Salvini zahlte einen hohen Preis für die Opposition der „Sardinen“. Die Anti-Populisten-Bewegung, die im November entstanden war, um den Durchbruch der Lega in der Region zu stoppen, hatte in den vergangenen Monaten zehntausende Menschen auf die Straße gebracht, um gegen den Rechtspopulismus zu protestieren. Die Kampagne scheint erfolgreich gewesen zu sein. Nicht ausgeschlossen wird, dass sich die Sardinen jetzt in eine Partei umwandeln.

Der spannende Wahlkampf in der Emilia Romagna führte zu einer hohen Wahlbeteiligung in der industriestarken Region. 66 Prozent der 3,5 Millionen Wahlberechtigten gingen zu den Wahllokalen. Die Wahlbeteiligung war fast doppelt so hoch wie bei der letzten Regionalwahl vor fünf Jahren. Die Menschen standen teilweise vor den Wahllokalen Schlange, um ihre Stimme abzugeben.

Salvini zeigte seine Enttäuschung über das Wahlergebnis nicht. Stolz verwies er darauf, dass es in der Region nach linker Dauer-Herrschaft nun einen politischen Wettbewerb gebe. Die Lega habe in der Emilia Romagna stark an Stimmen zugelegt. Erstmals seit 70 Jahren habe seine Partei ernsthaft das Monopol der Linken in der Emilia Romagna unter Druck gesetzt.

Zeitgleich wurde auch in Kalabrien gewählt, wo die Mitte-Rechts-Kandidatin Jole Santelli einen Sieg feierte. Die Politikerin der Partei von Ex-Ministerpräsident Silvio Berlusconi, Forza Italia, kam auf mehr als 55 Prozent. Ihr Rivale, der Unternehmer Filippo Callipo musste sich mit 39 Prozent begnügen. Der viermalige Premier Berlusconi, der mit Santelli 1994 die Forza Italia gegründet hatte, gratulierte der neuen Präsidentin Kalabriens zum Wahlsieg.
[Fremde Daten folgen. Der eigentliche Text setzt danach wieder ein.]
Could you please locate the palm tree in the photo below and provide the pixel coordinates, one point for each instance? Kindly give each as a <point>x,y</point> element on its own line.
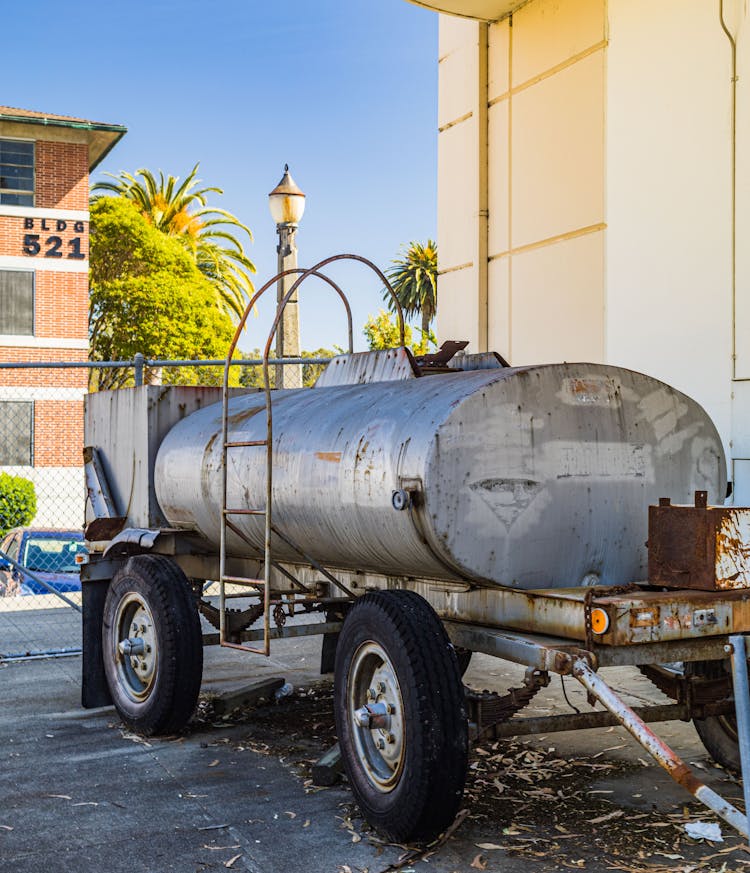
<point>414,280</point>
<point>182,211</point>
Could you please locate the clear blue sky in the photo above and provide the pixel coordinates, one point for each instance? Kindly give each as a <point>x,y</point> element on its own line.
<point>345,91</point>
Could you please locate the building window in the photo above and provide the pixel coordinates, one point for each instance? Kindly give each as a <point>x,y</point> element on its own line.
<point>16,433</point>
<point>16,172</point>
<point>17,302</point>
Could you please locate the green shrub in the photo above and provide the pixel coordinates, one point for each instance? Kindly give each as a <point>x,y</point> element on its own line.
<point>17,502</point>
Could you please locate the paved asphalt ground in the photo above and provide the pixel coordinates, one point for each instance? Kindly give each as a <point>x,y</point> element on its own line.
<point>79,793</point>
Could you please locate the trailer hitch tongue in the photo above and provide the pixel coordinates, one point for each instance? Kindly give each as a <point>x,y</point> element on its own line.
<point>657,748</point>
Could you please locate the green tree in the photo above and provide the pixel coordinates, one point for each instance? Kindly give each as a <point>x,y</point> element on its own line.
<point>147,295</point>
<point>252,375</point>
<point>381,332</point>
<point>209,234</point>
<point>413,278</point>
<point>17,502</point>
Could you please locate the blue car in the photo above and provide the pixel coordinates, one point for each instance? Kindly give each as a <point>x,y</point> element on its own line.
<point>50,554</point>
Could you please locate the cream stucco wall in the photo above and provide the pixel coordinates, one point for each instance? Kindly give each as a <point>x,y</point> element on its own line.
<point>544,135</point>
<point>585,193</point>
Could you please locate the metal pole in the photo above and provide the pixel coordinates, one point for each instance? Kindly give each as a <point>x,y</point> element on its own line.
<point>287,337</point>
<point>738,652</point>
<point>138,362</point>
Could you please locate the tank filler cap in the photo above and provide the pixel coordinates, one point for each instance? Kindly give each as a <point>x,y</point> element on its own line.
<point>400,500</point>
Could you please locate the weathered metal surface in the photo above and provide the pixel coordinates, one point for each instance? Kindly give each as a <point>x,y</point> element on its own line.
<point>657,748</point>
<point>530,477</point>
<point>699,546</point>
<point>362,367</point>
<point>126,427</point>
<point>478,361</point>
<point>97,489</point>
<point>634,618</point>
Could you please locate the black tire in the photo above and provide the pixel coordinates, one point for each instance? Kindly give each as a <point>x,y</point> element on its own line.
<point>718,733</point>
<point>150,604</point>
<point>409,788</point>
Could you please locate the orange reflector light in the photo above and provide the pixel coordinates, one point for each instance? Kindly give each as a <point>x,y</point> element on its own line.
<point>599,621</point>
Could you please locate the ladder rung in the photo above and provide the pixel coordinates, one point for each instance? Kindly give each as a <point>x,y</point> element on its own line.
<point>242,580</point>
<point>244,512</point>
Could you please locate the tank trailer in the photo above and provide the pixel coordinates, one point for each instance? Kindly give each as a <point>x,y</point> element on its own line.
<point>564,517</point>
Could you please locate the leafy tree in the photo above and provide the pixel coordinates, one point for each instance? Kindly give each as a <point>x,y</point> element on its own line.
<point>209,234</point>
<point>381,332</point>
<point>414,281</point>
<point>147,295</point>
<point>17,502</point>
<point>252,375</point>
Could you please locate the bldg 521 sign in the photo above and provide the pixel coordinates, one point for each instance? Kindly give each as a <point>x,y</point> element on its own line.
<point>51,238</point>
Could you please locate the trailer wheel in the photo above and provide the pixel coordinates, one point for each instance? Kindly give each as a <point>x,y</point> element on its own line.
<point>400,715</point>
<point>718,733</point>
<point>153,652</point>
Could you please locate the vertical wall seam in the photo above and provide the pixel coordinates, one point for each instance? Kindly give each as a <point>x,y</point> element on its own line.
<point>483,184</point>
<point>509,350</point>
<point>733,160</point>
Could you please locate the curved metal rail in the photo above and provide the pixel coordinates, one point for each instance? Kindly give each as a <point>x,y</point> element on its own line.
<point>265,583</point>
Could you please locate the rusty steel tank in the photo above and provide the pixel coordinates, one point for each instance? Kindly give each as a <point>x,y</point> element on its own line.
<point>529,477</point>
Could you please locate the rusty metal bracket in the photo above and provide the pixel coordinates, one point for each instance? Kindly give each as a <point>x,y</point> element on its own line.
<point>487,709</point>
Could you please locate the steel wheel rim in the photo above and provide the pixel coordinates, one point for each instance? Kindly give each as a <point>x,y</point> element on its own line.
<point>372,681</point>
<point>134,627</point>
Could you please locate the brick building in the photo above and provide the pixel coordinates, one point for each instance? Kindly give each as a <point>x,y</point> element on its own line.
<point>45,162</point>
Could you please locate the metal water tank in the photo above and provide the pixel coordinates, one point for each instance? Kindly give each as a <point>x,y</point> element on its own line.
<point>528,477</point>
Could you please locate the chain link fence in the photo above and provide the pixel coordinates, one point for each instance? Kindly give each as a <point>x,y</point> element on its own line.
<point>42,484</point>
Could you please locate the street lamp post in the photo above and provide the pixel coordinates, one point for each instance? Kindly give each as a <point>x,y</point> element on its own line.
<point>287,203</point>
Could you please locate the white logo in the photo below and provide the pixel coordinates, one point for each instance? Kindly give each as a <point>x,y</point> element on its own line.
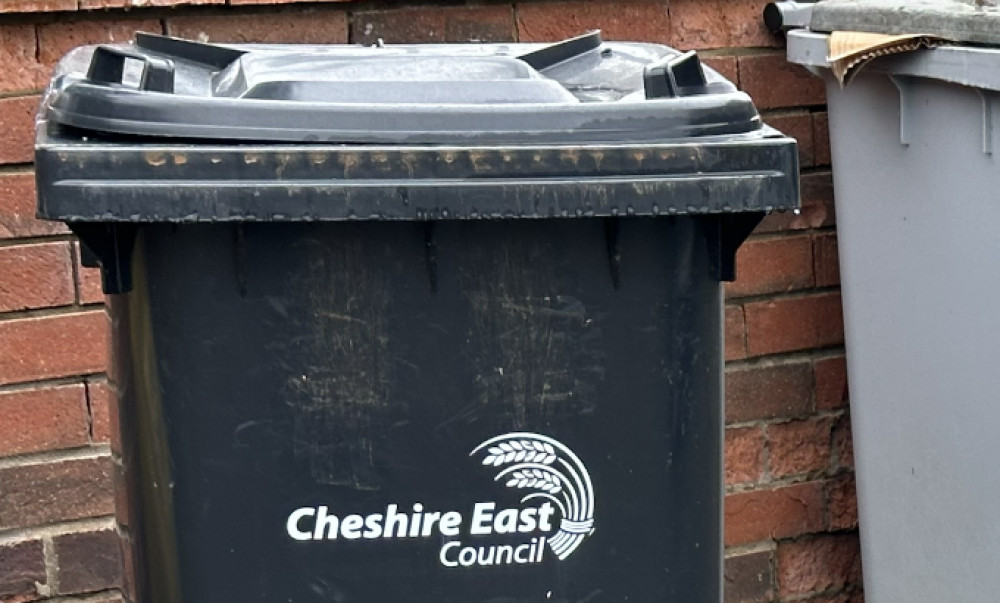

Das Ergebnis der Regionalwahlen und der Sieg der Sozialdemokraten in der Emilia Romagna festigt die Regierungskoalition in Rom, die in den vergangenen Wochen Zerbrechlichkeit bewiesen hatte. Nachdem zahlreiche Parlamentarier die „Cinque Stelle“ verlassen hatten, verfügt die Regierungskoalition in Rom im Senat nur über eine hauchdünne Mehrheit. Die Fünf-Sterne waren aus der Parlamentswahl 2018 noch als stärkste Partei hervorgegangen, seither verlieren sie massiv an Zustimmung. Ihr Parteichef Luigi Di Maio war am Mittwoch zurückgetreten. Auch bei den Regionalwahlen am Sonntag schnitten ihre Kandidaten schlecht ab. Der Kandidat in der Emilia Romagna, Simone Benini, schaffte es auf lediglich fünf Prozent der Stimmen. Der Fünf Sterne-Bewerber in Kalabrien, Francesco Aiello kam nicht mehr als über sieben Prozent hinaus.